Ana Reyes says that President Donald Trump's executive order proclaiming there are only two sexes is not biologically correct. She is the federal judge who is likely going to block Trump's order to prohibit transgenders from the military.
With the DOD policy expected to be finalized over the coming week, Reyes said she would hold off on issuing an order but had largely made up her mind about the legality of the order, at one point remarking that “smarter people on the D.C. Circuit would have to tell me I’m wrong” about the policy. She added that the central premise of the executive order -- that only two genders exist -- is “not biologically correct.”
Couple of things. According to well-traveled leftwing ideology, how would she know this? Is she a biologist? No? Lived experience? Okay. I guess. But isn't that just opinion? Oh, judges issue opinions all the time. Well, aren't those opinions based on things other than their personal opinions? Yeah, I thought so. Secondly addressing the comment about "smarter people than me," just wait one....Let me ask that janitor over there for his.

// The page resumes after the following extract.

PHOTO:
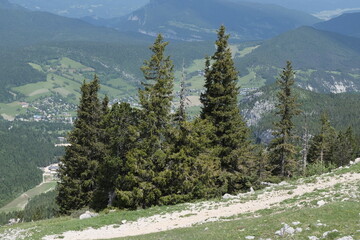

So Reyes is likely to be among the latest of Joe Biden's judicial appointees to manufacture court-formed speed bumps to get in the way of the president's new reforms. With so many of them hitting in the first month of his term, a number of these should move on up to the Supreme Court to see whether or not they will fly. At issue on this one, though, is the DOD's concern about military readiness and proficiency in breaking stuff and killing enemies.
It is the policy of the United States Government to establish high standards for troop readiness, lethality, cohesion, honesty, humility, uniformity, and integrity,” the order states. “This policy is inconsistent with the medical, surgical, and mental health constraints on individuals with gender dysphoria. This policy is also inconsistent with shifting pronoun usage or use of pronouns that inaccurately reflect an individual’s sex.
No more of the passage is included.